First ever image of Black Hole released, confirms Einstein’s theory

  • Scientists across the globe collaborated for the project, called the Event Horizon Project
  • The images were taken at the same time in April 2017, attaining precision using atomic clocks

Scientists have created history by capturing the first-ever image of a black hole event horizon, which holds the key to one of the biggest mysteries of the cosmos.

“We have now seen the unseeable," said Shep Doelman, director, Event Horizon Telescope (EHT), when he released the images of the black hole, which has a mass 6.5 billion times that of the sun and is situated 500 million trillion km away in the M87 galaxy.

A black hole is one of the most exotic astronomical objects, often called “the place of no-return", with a gravitational pull so strong that it does not even allow light to escape. An event horizon is the region of space beyond the black hole, a place where laws of physics cease to operate.

“So far, what we know about a black hole and its structure is theoretical, based on gravitational waves. Observationally, we have explained various phenomena on the basis of their existence. However, no one has seen what it actually looks like," said professor Nirupam Roy of the Indian Institute of Science (IISc), Bangalore, terming it as a major breakthrough, which will be the beginning of a better understanding of the universe.
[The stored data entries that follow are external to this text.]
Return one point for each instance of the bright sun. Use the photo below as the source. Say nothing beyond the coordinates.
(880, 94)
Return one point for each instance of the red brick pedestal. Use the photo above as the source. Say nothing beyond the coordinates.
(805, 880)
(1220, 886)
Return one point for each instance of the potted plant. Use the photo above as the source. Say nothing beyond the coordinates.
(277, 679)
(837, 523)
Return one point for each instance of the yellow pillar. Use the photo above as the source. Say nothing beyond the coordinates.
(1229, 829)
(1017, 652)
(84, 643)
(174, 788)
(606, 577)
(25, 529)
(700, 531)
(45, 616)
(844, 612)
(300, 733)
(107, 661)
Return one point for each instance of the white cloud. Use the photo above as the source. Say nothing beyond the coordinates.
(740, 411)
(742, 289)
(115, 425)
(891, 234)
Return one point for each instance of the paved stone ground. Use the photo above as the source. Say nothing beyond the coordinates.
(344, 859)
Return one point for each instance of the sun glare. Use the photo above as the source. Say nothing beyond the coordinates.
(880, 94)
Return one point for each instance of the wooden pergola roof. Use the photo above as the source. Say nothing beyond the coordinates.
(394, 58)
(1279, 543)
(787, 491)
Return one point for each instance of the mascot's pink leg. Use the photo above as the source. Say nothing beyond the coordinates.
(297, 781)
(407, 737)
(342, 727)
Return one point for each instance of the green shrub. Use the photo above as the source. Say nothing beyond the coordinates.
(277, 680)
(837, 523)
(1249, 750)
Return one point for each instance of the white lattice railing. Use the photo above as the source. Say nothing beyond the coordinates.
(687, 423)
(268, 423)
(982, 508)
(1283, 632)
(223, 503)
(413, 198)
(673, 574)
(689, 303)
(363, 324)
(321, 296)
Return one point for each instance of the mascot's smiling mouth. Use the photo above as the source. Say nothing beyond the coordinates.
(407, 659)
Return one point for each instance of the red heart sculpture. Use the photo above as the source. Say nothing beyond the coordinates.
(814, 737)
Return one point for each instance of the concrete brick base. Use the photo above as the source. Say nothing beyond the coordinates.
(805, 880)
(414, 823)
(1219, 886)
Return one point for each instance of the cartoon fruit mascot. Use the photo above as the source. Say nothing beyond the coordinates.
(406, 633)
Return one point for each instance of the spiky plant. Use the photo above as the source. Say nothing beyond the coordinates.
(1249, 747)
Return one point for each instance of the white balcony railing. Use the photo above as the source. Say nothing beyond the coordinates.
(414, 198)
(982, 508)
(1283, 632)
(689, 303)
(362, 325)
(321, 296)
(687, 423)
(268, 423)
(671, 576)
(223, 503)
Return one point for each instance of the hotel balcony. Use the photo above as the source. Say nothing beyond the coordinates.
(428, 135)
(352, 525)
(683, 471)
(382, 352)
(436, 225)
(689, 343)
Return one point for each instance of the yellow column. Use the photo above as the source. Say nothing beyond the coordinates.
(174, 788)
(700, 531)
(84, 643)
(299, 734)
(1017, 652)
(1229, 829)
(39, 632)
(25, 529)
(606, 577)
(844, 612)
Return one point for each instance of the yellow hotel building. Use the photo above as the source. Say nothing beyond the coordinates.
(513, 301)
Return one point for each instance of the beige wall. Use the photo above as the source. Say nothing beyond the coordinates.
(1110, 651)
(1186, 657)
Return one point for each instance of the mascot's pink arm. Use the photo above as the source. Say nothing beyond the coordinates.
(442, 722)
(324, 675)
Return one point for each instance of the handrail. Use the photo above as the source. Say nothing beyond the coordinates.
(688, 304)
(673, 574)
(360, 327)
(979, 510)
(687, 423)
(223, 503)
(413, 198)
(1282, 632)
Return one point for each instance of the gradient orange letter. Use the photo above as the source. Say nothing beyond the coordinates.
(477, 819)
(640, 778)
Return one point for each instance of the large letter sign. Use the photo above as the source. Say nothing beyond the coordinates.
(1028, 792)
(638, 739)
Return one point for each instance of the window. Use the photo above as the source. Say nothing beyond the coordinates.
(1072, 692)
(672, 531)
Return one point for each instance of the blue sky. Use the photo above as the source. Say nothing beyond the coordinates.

Scientists across the globe collaborated for the project, called the Event Horizon Project (EHT), as eight telescopes from different locations combined to create a virtual telescope as large as the earth, using a technique called interferometry.

The images were taken at the same time in April 2017, attaining precision using atomic clocks. The images released on Wednesday showed a bright ring at the centre of galaxy M87, which has been formed by the superheated gases falling into the black hole.

“What we saw were the edges of the black hole. A black hole does not let light escape, so it’s difficult to identify its existence, compared to any other empty space. However, in this experiment, the radiations coming from the matter behind the hole reached us cutting out a dark circular hole. The shape is the shadow of the black hole," said Patrick Das Gupta, professor at Delhi University’s department of physics and astrophysics.

It was also the first time that Albert Einstein’s theory of relativity, an important tool in understanding the universe, was put to a direct test. If the images had not conformed to the theory and the shadow was not spherical, it would have meant that Einstein’s theory was not correct.

“The shadow of the black hole is nearly circular, which is consistent with our simulations. The theory has passed the crucial test," said Avery Brider, scientist, EHT.